Une nouvelle « AP » de 400 millions Fcfp pour les bassins éphémères
Le collectif budgétaire n°1 qui vient d’être adopté par l’assemblée de la Polynésie française comprend un certain nombre de mesures destinées à limiter les conséquences de la guerre au Moyen-Orient ainsi qu’une nouvelle AP (autorisation de programme) de 400 millions de Fcfp pour financer des installations de natation « provisoires » dans le cadre des prochains Jeux du Pacifique – 2027.
Mais surtout, ne parlez plus de « bassins éphémères », ce terme a plutôt tendance à hérisser le poil du ministre de la Jeunesse et des Sports, Kainuu Temauri ! Nous verrons bien à l’usage combien de temps durera cet équipement estimé à « plusieurs dizaines d’années » et plébiscité par le gouvernement Brotherson en lieu et place du Centre aquatique Aorai qui devait initialement voir le jour dans la commune de Pirae.

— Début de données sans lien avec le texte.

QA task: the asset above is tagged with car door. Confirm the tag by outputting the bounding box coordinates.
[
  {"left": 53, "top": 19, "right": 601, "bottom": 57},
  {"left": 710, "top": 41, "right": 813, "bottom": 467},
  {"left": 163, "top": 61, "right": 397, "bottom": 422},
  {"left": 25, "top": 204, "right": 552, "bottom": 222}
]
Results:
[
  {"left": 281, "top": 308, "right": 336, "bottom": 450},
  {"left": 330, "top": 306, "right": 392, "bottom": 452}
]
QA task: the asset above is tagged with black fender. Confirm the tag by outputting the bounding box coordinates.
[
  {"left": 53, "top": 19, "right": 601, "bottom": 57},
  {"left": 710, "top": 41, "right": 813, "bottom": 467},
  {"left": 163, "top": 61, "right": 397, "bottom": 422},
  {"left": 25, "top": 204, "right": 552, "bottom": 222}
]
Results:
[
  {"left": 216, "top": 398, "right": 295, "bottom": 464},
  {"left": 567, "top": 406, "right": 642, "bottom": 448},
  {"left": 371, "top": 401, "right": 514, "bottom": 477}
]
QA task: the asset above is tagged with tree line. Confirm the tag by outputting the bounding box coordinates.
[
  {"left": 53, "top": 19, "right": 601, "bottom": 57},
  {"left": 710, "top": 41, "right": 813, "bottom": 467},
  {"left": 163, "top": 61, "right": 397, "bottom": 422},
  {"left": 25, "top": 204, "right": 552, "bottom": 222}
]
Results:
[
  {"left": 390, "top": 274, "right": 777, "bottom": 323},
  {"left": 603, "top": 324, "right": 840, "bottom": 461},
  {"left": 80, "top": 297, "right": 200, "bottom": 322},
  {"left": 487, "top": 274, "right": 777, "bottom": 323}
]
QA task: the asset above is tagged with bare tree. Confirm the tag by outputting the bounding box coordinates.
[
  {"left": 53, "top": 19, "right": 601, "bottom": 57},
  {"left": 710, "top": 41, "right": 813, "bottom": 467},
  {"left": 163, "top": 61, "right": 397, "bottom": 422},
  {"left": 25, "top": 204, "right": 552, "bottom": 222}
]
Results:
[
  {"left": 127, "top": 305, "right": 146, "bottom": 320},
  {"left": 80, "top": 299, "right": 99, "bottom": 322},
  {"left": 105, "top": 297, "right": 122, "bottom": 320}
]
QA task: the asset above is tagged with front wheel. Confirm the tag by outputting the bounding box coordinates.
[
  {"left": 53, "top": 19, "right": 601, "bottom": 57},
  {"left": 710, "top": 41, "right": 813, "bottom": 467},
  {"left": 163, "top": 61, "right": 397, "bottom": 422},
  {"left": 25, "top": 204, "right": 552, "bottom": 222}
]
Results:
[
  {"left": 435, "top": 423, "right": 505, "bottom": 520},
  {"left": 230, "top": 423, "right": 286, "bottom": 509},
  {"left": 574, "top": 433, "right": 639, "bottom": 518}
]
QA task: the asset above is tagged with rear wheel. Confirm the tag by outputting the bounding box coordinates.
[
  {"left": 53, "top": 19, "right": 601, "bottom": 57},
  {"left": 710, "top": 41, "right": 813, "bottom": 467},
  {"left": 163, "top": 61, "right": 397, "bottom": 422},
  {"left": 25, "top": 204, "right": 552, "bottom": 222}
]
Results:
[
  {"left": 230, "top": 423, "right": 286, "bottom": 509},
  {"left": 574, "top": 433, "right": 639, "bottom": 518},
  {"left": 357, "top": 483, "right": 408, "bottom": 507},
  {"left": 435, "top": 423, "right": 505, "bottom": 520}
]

Interrogé mercredi matin à Tarahoi sur la finalité de cette inscription budgétaire, le jeune ministre qui a repris en main le dossier porté par son prédécesseur, Nahema Temarii, a naturellement défendu un tel investissement qui, pour l’heure, totalise 2 milliards 600 millions de francs pacifique.

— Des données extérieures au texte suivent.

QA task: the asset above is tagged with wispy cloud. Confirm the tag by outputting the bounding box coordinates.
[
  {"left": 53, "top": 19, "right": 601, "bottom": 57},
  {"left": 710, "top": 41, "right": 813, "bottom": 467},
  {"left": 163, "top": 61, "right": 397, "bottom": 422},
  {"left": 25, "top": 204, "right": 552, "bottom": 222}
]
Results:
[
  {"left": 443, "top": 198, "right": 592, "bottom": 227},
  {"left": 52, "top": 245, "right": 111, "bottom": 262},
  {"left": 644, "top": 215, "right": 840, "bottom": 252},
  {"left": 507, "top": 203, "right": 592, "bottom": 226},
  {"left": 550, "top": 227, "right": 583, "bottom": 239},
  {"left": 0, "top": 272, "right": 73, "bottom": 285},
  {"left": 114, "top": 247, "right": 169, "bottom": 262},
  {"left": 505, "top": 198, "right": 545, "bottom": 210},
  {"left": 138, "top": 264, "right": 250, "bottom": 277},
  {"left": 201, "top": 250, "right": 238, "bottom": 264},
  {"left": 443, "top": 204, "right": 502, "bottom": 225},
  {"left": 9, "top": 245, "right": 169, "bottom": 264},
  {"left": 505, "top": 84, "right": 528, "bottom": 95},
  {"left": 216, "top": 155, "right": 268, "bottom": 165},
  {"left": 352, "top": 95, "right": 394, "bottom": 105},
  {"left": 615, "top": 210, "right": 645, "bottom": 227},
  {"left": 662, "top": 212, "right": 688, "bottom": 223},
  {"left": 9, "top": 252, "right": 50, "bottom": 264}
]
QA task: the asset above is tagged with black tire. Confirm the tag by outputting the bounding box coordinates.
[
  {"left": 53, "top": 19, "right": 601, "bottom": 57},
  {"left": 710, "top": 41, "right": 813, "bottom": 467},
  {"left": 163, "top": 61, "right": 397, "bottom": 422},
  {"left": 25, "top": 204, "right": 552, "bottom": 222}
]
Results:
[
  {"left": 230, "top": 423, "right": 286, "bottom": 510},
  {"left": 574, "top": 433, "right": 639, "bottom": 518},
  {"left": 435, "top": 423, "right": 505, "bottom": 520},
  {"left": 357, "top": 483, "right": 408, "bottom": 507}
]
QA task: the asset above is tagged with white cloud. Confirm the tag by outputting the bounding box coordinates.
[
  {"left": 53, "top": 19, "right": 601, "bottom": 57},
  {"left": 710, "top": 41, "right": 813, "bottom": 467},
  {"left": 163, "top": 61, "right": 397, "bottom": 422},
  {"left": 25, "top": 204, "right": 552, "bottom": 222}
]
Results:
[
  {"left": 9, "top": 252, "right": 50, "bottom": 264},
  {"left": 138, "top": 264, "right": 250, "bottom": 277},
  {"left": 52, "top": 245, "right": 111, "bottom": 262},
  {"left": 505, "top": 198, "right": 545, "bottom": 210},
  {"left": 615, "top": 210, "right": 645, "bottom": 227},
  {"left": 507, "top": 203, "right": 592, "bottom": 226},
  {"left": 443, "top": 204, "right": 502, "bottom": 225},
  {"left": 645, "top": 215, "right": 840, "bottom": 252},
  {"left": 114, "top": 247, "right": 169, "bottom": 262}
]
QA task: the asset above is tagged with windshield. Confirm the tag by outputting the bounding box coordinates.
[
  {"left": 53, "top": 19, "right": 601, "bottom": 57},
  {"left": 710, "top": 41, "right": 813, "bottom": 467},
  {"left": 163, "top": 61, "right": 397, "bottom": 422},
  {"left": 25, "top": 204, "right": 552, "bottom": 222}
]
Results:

La dépense correspond bien à l’acquisition en métropole de deux bassins, les mêmes que ceux utilisés à l’occasion des derniers Jeux olympiques à Paris: l’un de 50 mètres pour les épreuves en compétition et l’autre de 25 mètres pour les échauffements. Ils seront implantés sur une partie du site de l’ancien hôpital Mamao à Papeete.
Une fois les Jeux du Pacifique terminés, les installations seront repositionnées, respectivement, dans l’agglomération urbaine ainsi qu’à Taravao. Même si rien n’est encore finalisé par le propriétaire…, a précisé Kainuu Temauri. Toujours est-il que le déménagement devra nécessiter une main d’oeuvre experte dépêchée à grand frais depuis la métropole mais non encore « budgétée » par les pouvoirs publics.
Enfin, le ministre de la Jeunesse et des sports a indiqué à la représentation territoriale que « la part de l’Etat » au financement de cet équipement de natation, bien que promise depuis de nombreux mois, manquait encore à l’appel. Nul doute que le message -indirect- a été reçu cinq sur cinq par les services du haut-commissariat de la République en Polynésie française.